Stay-at-home orders have accelerated the pace of change in consumer buying patterns with shoppers spending more dollars online at the expense of brick-and-mortar retail. Companies of all sizes that are structured for online sales of consumer goods have gained. Locally, this also has moved supply-chain and logistics requirements front and center along with the need for access to the Southland’s giant twin seaports that lately are moving more cargo than ever.

Inbound container traffic in 2020 was up more than 25% through the Port of Los Angeles. The Port of Long Beach announced a November record for handling cargo, up 31% from a year ago. The surge follows a 12% reduction in overall port traffic in the first half and is testing the limits of dockside labor. At year end a flotilla of anchored cargo vessels was facing lengthy delays for berth space.

One of the largest transactions of the year closed in Q4. Lee & Associates engineered the $63.2-million sale of the Orange County Register newspaper’s former printing plant to Amazon. The empty building will be razed to make way for a last-mile distribution facility.

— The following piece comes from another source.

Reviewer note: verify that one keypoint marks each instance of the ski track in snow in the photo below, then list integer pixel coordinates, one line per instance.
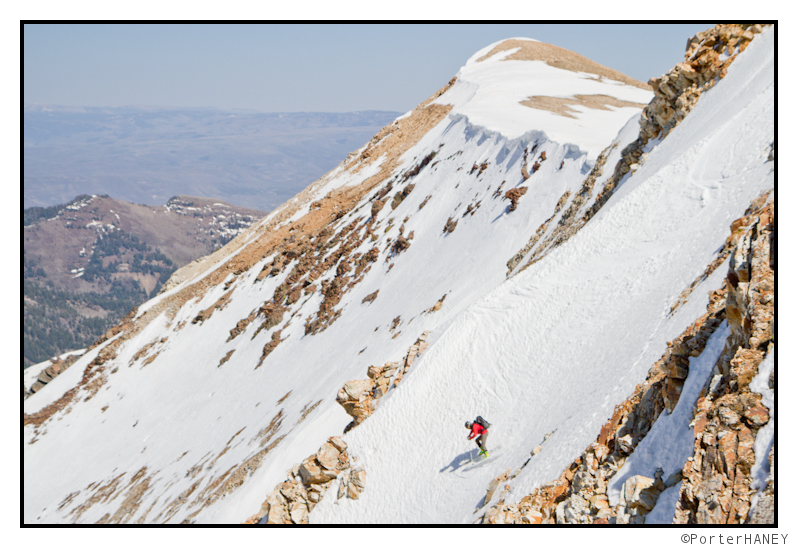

Most of the annual growth was in North County, whose 116.7 million SF of inventory represents 42% of the county’s 275.2-million SF base. About 1.3 million SF of space was absorbed across nine cities in 2020 that include Anaheim, Buena Park, Fullerton, Brea and Placentia. Its vacancy rate at the end of Q4 was 2.3%, and year-over-year asking rents gained an average 14%.

In spite of fourth-quarter negative absorption of 206,780 SF, net tenant demand in the 73-million-SF Airport submarket totaled 420,306 SF in 2020. The year-end vacancy rate was 3.5% throughout industrial neighborhoods in Costa Mesa, Fountain Valley, Irvine, Newport Beach, South Santa Ana and Tustin.

There was 234,433 SF of Q4 net absorption and 151,805 SF for the year in the 42.5-million-SF South County market. The year-end vacancy rate was 4.2% and average rents increased 5.5% in 2020.

The 197,775 SF of Q4 net absorption in West County failed to offset three previous quarters of contraction in which tenants shed 664,713 SF. The vacancy rate closed 2020 at 3.8%, up from 2.2% a year earlier. Average rents gained 3.4% for the year.